2. **Network connectivity issues:**
```bash
# Test internal network connectivity
docker compose exec streamlit-upload curl -f http://server-cpu:8000/status

# Check port bindings
docker compose port server-cpu 8000
```

### Common Issues

1. **Models not downloading:**
- Check internet connection and disk space
- Verify `.models` directory permissions
- Check HuggingFace Hub connectivity

2. **GPU not detected:**
- Verify NVIDIA Docker runtime installation
- Check CUDA_VISIBLE_DEVICES environment variable
- Ensure GPU has sufficient memory (4GB+ recommended)
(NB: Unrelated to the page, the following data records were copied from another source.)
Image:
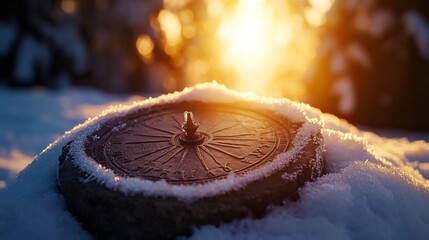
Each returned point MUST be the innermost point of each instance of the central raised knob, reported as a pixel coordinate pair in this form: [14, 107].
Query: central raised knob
[189, 129]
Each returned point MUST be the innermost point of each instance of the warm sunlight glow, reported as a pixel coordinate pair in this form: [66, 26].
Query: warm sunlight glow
[260, 40]
[315, 14]
[145, 46]
[263, 46]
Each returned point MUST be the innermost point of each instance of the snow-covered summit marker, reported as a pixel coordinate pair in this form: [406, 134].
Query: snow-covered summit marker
[164, 165]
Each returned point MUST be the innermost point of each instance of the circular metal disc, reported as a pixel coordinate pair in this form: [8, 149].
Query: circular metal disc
[156, 144]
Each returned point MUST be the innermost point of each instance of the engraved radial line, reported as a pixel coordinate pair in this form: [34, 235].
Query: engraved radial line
[225, 128]
[200, 156]
[225, 145]
[145, 135]
[223, 151]
[236, 135]
[185, 153]
[232, 143]
[237, 139]
[148, 141]
[162, 130]
[214, 125]
[211, 155]
[178, 124]
[149, 153]
[172, 155]
[162, 155]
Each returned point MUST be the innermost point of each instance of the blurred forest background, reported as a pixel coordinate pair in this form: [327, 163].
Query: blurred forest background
[362, 60]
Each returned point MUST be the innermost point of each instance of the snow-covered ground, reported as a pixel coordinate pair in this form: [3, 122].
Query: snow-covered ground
[374, 188]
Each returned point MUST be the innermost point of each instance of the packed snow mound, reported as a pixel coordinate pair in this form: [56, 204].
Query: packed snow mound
[374, 187]
[209, 93]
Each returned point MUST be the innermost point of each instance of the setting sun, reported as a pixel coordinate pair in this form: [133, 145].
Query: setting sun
[260, 46]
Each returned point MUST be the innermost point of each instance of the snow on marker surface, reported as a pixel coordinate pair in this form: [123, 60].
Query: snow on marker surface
[372, 188]
[189, 193]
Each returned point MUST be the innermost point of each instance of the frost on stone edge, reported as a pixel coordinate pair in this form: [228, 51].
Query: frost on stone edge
[208, 93]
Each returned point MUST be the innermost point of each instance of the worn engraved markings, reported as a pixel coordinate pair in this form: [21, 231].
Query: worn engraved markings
[189, 147]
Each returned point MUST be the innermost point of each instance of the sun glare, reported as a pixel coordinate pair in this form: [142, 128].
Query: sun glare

3. **Streamlit apps not loading:**
- Check browser permissions for WebRTC features
- Verify server status and connectivity
- Check firewall settings for ports 8501/8502

4. **Port conflicts:**
- Modify port mappings in docker-compose.yml or .env file
- Check for other services using ports 8000, 8501, 8502

5. **Memory issues:**
- Increase Docker memory limits
- Use smaller Whisper models (tiny, base, small)
- Monitor container resource usage with `docker stats`

### Performance Optimization

1. **GPU Support for server-cuda:**
```yaml
server-cuda:
deploy:
resources:
reservations:
devices:
- driver: nvidia
count: 1
capabilities: [gpu]
limits:
memory: 8G
```

2. **Memory Limits:**
```yaml
server-cpu:
mem_limit: 4g
memswap_limit: 4g

server-cuda:
mem_limit: 8g
memswap_limit: 8g
```

3. **Model Configuration:**
- Use appropriate model sizes for your hardware

## Monitoring and Maintenance

### Health Checks
All services include comprehensive health checks:

**Server Health:**
```bash
# Check server status
curl -f http://localhost:8000/status
curl -f http://localhost:8000/sessions

# Monitor via Docker
docker compose ps
docker compose logs -f server-cpu # or server-cuda
```

**Streamlit App Health:**
```bash
# Check Streamlit health endpoints
curl -f http://localhost:8501/_stcore/health
curl -f http://localhost:8502/_stcore/health
```

**System Resource Monitoring:**
```bash
# Monitor container resource usage
docker stats

# Check disk usage for models
du -sh .models/
docker system df
```

### Log Management
```bash
# View logs for all services
make docker.logs

# View logs for specific services
docker compose logs -f server-cpu
docker compose logs -f streamlit-upload
docker compose logs -f cli

# Export logs to file
docker compose logs --no-color > whisper-web.log

# Follow logs with timestamps
docker compose logs -f -t
```

## Security Considerations

1. **Network isolation:** Services communicate through internal Docker network
2. **Volume mounts:** Only necessary directories are mounted
3. **User permissions:** Client runs as non-root user when possible

This deployment provides a complete, scalable solution for the Whisper Web transcription system with proper containerization and networking.